Senti bem de perto seu perfume.
– Acho que sim, querida. Por quê? Você nunca viu
cerejas?
– Só na folhinha.
Ela teve um risinho cascateante. No rosto muito branco a boca parecia um largo talho aberto, com o mesmo
brilho das cerejas. – Na Europa são tão carnudas, tão frescas. (...)
Gabarito comentado
Tema central da questão: Interpretação de texto, com foco em estrutura temporal da narrativa, especialmente o uso da anacronia ― ou seja, o recurso de apresentar eventos fora da ordem cronológica natural, como reminiscências e lembranças do passado.
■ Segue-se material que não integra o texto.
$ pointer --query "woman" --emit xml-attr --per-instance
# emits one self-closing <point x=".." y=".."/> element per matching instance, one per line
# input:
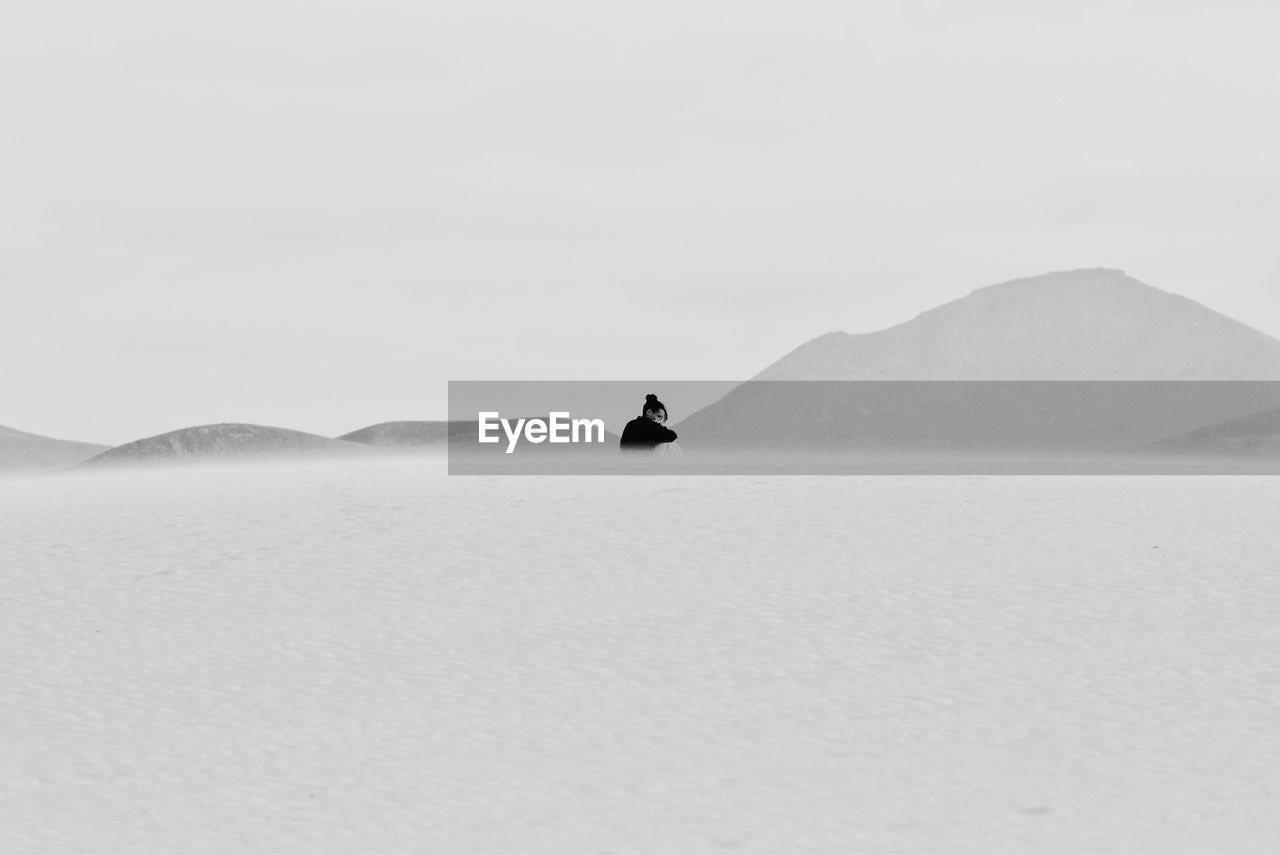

Justificativa da alternativa correta (D):
A alternativa D é a correta pois descreve bem o funcionamento do texto narrativo com uso de anacronia. A narradora adulta, ao recordar o passado, antecipa uma resposta que só faria sentido depois da pergunta ser feita no tempo original da história. Trata-se de um "ajuste" posterior, marcando a presença da memória e do ponto de vista do narrador, comum em textos literários segundo a análise de Evanildo Bechara: “O narrador pode manipular o tempo narrativo conforme suas necessidades, tornando a cronologia mais flexível” (Moderna Gramática Portuguesa).
Além disso, como destaca Gérard Genette, anacronias (analepse/flashback ou prolepse/antecipação) são recursos legítimos para organizar o tempo numa narrativa e aprofundar o olhar subjetivo do narrador, especialmente em relatos de memória.
Análise das alternativas incorretas:
A) Incorreta. Afirma que os textos narrativos “embaralham” as ideias e que não há clareza, o que não é verdade. Narrativas literárias organizam o tempo de acordo com o efeito desejado, sem confundir o leitor, mas enriquecendo a interpretação. Não se trata de ser menos claro que o texto argumentativo.
B) Incorreta. O texto não utiliza a reprise de situações apenas para despertar interesse no leitor. O foco é a lembrança e reorganização do passado pelo olhar maduro. Trata-se de construção narrativa, não de “repetição para prender atenção”.
C) Incorreta. O enunciado mistura personagens e fatos: quem narra não é Olívia, mas alguém que se dirige a Olívia, recordando. Não se trata de uma resposta mais ousada da própria Olívia.
Dica de prova: Sempre que encontrar uma resposta antecipada no texto, procure identificar se o narrador está relembrando e revisitando o passado. Na dúvida, busque por marcas de tempo verbal e expressões que revelem memórias (Ex.: “Hoje vejo que...”, “Naquela época...”).
Para levar para outras questões: O domínio da sequência narrativa e as estratégias de anacronia ajudam a entender melhor relatos pessoais, crônicas e muitos contos, ampliando sua capacidade de interpretação crítica.